Come back! Times've changed,
they say, but I'm not buying it.
All I know is Christ had a cross,
King was killed, the Klans
still ride, and men's
hearts haven't changed... (42)

Throughout this piece, King juxtaposes the internal tranquility of the speaker with the violence that surrounds him. In doing so, he contrasts the speaker's peaceful inner life with destructive events, such as Martin Luther King's assassination and "the Klans" still riding, suggesting that such discontinuities between the values of the individual and the world he or she inhabits remain common in the American south. Although portraying "men's/heart's" as unchanging, King often highlights and disparages such discrimination and violence toward characters who lead "small, quiet" lives "of school and fishing," evoking the illogical nature of subjugating peaceful individuals.

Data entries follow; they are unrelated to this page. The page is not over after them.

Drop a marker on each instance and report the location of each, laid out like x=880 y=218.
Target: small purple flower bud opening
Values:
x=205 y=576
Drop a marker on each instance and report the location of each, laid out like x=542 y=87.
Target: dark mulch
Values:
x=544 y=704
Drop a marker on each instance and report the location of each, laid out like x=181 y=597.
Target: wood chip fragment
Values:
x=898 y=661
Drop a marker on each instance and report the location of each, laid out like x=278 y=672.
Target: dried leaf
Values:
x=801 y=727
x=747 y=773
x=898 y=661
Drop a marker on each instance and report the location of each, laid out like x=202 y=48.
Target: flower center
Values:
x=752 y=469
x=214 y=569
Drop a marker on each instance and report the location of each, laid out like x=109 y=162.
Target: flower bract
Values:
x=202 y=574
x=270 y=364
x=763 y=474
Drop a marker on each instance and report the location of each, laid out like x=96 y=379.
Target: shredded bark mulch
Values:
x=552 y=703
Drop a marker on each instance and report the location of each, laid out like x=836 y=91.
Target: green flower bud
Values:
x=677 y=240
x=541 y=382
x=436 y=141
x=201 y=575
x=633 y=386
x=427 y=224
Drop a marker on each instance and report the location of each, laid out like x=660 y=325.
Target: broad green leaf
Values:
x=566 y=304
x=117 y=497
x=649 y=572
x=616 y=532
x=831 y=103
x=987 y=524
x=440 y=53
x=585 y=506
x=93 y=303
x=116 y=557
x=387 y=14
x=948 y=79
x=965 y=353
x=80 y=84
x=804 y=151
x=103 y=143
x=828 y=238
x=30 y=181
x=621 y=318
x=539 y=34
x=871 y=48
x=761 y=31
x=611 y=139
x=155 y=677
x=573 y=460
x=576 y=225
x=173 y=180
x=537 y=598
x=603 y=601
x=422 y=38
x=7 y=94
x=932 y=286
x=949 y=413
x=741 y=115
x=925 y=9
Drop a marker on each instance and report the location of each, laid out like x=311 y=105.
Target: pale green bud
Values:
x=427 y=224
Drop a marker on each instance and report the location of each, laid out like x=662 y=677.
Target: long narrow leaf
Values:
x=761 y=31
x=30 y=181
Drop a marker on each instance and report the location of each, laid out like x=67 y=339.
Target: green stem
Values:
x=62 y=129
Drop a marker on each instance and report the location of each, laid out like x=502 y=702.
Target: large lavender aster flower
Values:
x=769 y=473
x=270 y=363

Approached with these ideas in mind, the poems in The House in the Heart offer readers evocative imagery while raising significant and often philosophical questions. Frequently conveying the subjective through minute concrete details, Willie James King's debut offers such societal observations through the modest "graveled roads" and "windblown debris" of everyday life, a combination that proves striking throughout. This contrast remains particularly apparent in a piece entitled "Complaint," which depicts a farmer's lack of appreciation for the natural world from which he subsides. King writes in the poem, for instance,
...Silence will not slide
in edgewise this side
of summer, perhaps not
until long after controlled
burning's done with, and
quail and crows have
long taken the farmer's
spilled grain he himself
intended to haul home, all,
before he ended his harvest,
and set his fields on fire. (10)

This excerpt, which occurs early in the collection, uses "quail," "crows," and "grain" as a metaphor for the tendency of most to disparage the natural world, which sustains and nourishes. In doing so, King uses the character's setting "his fields on fire" as a metaphor for the modern disregard for the well-being of one's surroundings, suggesting that, just as the farmer hoards his grain and neglects the birds, these behaviors most often prove to be self-destructive in the long run. Written in terms of modest everyday imagery, the poem, like many others in the collection, uses such minutia as a vehicle for larger statements about American life, frequently while posing open questions to the reader.

All points considered, The House in the Heart is a finely crafted and thought-provoking book. Ideal for those who enjoy evocative poetry, Willie James King's new collection is a must-read.

*****

Kristina Marie Darling is a graduate student at Washington University in St. Louis. Eight chapbooks of her work have been published, among them Fevers and Clocks (March Street Press, 2006), The Traffic in Women (Dancing Girl Press, 2006), and Night Music (BlazeVOX Books, 2008). A two-time Pushcart Prize nominee, Kristina has also written on contemporary literature for The Boston Review, The Colorado Review, New Letters, The Mid-American Review, Third Coast, and other journals. Recent awards include residencies at the Vermont Studio Center and the Mary Anderson Center for the Arts.